Para quem quiser saber mais, a revista New Scientist ofereceu
recentemente um excelente quadro da situação em um longo artigo,
publicado por sua vez sob "licença aberta" (http://www.newscientist.com/hottopics/copyleft/copyleftart.jsp).
Eliminar uma falsa idéia, substituí-la por uma justa. Essa vanguarda
é um saudável "retorno ao antigo": estamos abandonando a "cultura
de massas" da era industrial (centralizada, normatizada, unívoca,
obsessiva pela atribuição do autor, regulada por mil sofismas)
para adentrarmos em uma dimensão produtiva que, em um nível de
desenvolvimento mais alto, apresenta mais do que algumas afinidades
com a cultura popular (excêntrica, disforme, horizontal, baseada
no "plágio", regulada pelo menor número de leis possível).
As leis vigentes sobre o copyright (entre as quais a preparadísima
lei italiana de dezembro de 2000) não levam em conta o "copyleft":
na hora de legislar, o Parlamento ignorava por completo sua existência,
como puderam confirmar os produtores de software livre (comparados
sic et simpliciter aos "piratas") em diversos encontros com deputados.

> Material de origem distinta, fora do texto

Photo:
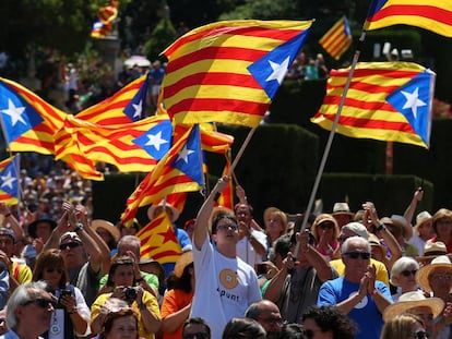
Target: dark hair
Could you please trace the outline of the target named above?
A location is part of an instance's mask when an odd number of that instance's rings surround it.
[[[44,280],[43,276],[46,268],[60,267],[62,268],[62,274],[58,284],[59,288],[63,288],[68,284],[69,278],[61,252],[56,249],[50,249],[40,253],[36,258],[35,268],[33,269],[33,281]]]
[[[251,318],[231,318],[223,330],[223,339],[254,339],[265,337],[266,331]]]
[[[108,271],[108,280],[107,280],[106,286],[115,287],[115,282],[111,280],[111,276],[115,274],[116,269],[119,266],[130,266],[130,267],[132,267],[132,270],[134,273],[133,259],[130,256],[120,256],[111,263],[110,270]],[[133,277],[133,282],[134,282],[134,280],[135,280],[135,278]]]
[[[205,322],[203,318],[200,318],[200,317],[192,317],[192,318],[187,319],[183,323],[183,325],[182,325],[182,336],[186,331],[186,327],[188,325],[191,325],[191,324],[204,326],[205,332],[207,334],[207,339],[211,339],[211,328],[209,327],[207,322]]]
[[[217,231],[217,225],[219,220],[228,219],[234,221],[236,225],[238,223],[236,216],[228,214],[228,213],[218,213],[215,218],[212,220],[212,234],[215,234]]]
[[[311,306],[302,315],[302,320],[313,319],[322,331],[331,330],[334,339],[354,339],[355,324],[342,314],[336,306]]]

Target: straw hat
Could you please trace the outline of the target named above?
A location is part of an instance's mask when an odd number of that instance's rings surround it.
[[[155,214],[155,210],[157,209],[157,207],[163,207],[163,206],[164,204],[159,203],[159,204],[154,204],[150,208],[147,208],[147,218],[150,218],[150,220],[155,219],[157,217]],[[165,204],[165,207],[171,211],[171,215],[173,215],[171,222],[175,222],[179,218],[179,210],[177,210],[175,206],[168,203]],[[168,217],[169,217],[169,214],[168,214]]]
[[[444,308],[444,302],[442,299],[433,296],[426,298],[423,292],[406,292],[399,298],[399,301],[389,305],[383,312],[383,320],[388,323],[395,315],[406,313],[414,307],[426,306],[433,313],[433,318],[441,314]]]
[[[350,210],[350,207],[347,203],[335,203],[333,206],[333,215],[349,215],[353,216],[354,213]]]
[[[448,249],[445,244],[441,241],[432,242],[428,240],[424,245],[424,253],[416,257],[416,261],[424,262],[433,259],[440,255],[448,255]]]
[[[191,251],[183,252],[175,265],[176,277],[180,278],[183,274],[183,269],[186,269],[186,267],[191,263],[193,263],[193,253]]]
[[[97,230],[98,228],[103,228],[104,230],[106,230],[108,233],[111,234],[111,237],[115,239],[116,242],[121,237],[118,228],[115,225],[112,225],[110,221],[107,221],[104,219],[95,219],[91,221],[91,226],[94,228],[94,230]]]
[[[449,256],[447,255],[440,255],[431,261],[430,264],[423,266],[419,268],[419,270],[416,273],[416,281],[417,284],[426,292],[430,293],[431,288],[430,283],[428,282],[428,277],[430,274],[438,268],[445,268],[450,273],[452,273],[452,265]]]

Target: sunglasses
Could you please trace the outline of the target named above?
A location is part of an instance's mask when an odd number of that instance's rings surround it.
[[[68,242],[68,243],[66,243],[66,244],[61,244],[60,245],[60,250],[61,251],[63,251],[63,250],[66,250],[66,249],[75,249],[75,247],[79,247],[80,245],[82,245],[81,243],[78,243],[78,242]]]
[[[48,274],[52,274],[53,271],[58,271],[61,275],[63,273],[63,269],[62,268],[53,268],[53,267],[46,268],[46,273],[48,273]]]
[[[195,332],[195,334],[185,334],[182,339],[207,339],[209,335],[206,332]]]
[[[370,253],[368,252],[345,252],[344,255],[348,256],[352,259],[361,258],[365,261],[370,259]]]
[[[416,276],[416,273],[417,273],[417,269],[413,269],[413,270],[405,269],[401,271],[401,275],[404,277],[409,277],[409,276]]]
[[[57,306],[57,303],[52,300],[49,299],[45,299],[45,298],[37,298],[34,300],[28,300],[26,303],[22,304],[23,306],[29,305],[29,304],[35,304],[37,305],[39,308],[43,310],[48,310],[49,305],[51,305],[53,308]]]
[[[228,229],[231,229],[233,231],[237,231],[238,225],[237,223],[218,225],[216,229],[222,230],[222,231],[227,231]]]
[[[418,330],[417,332],[413,332],[413,337],[415,337],[416,339],[425,339],[429,338],[430,336],[424,330]]]
[[[334,223],[332,222],[323,222],[319,225],[319,228],[322,230],[332,230],[334,227]]]

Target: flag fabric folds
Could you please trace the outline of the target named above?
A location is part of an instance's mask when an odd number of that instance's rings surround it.
[[[155,204],[173,193],[199,191],[203,185],[200,133],[194,125],[175,138],[168,153],[130,195],[121,222],[128,225],[142,206]]]
[[[331,130],[349,69],[332,70],[312,122]],[[436,74],[411,62],[357,63],[337,133],[428,148]]]
[[[352,32],[347,19],[341,17],[320,38],[319,44],[331,57],[338,60],[352,45]]]
[[[144,226],[136,237],[141,242],[141,258],[153,258],[163,265],[175,263],[182,253],[165,210]]]
[[[421,27],[452,37],[452,2],[449,0],[372,0],[365,29],[393,25]]]
[[[20,157],[13,156],[0,162],[0,202],[19,204]]]
[[[258,126],[312,21],[225,21],[169,46],[163,100],[176,123]]]
[[[10,150],[53,154],[53,134],[66,116],[22,85],[0,77],[0,117]]]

Como é óbvio, dada a atual composição das Câmaras italianas, não
se pode esperar nada mais que uma diabólica continuidade do erro,
a estupidez e a repressão. Suas senhorias não se dão conta de
que, abaixo da superfície desse mar em que eles só vêem piratas
e barcos de guerra, o fundo está se abrindo. Também na esquerda,
os que não querem aguçar a vista e os ouvidos, e propõem soluções
fora de época, de "reformismo" tímido (diminuir o IVA* do preço
dos CDs etc.), podem se dar conta demasiado tarde do maremoto
e serem envolvidos pela onda.
* Imposto sobre o Valor Adjunto.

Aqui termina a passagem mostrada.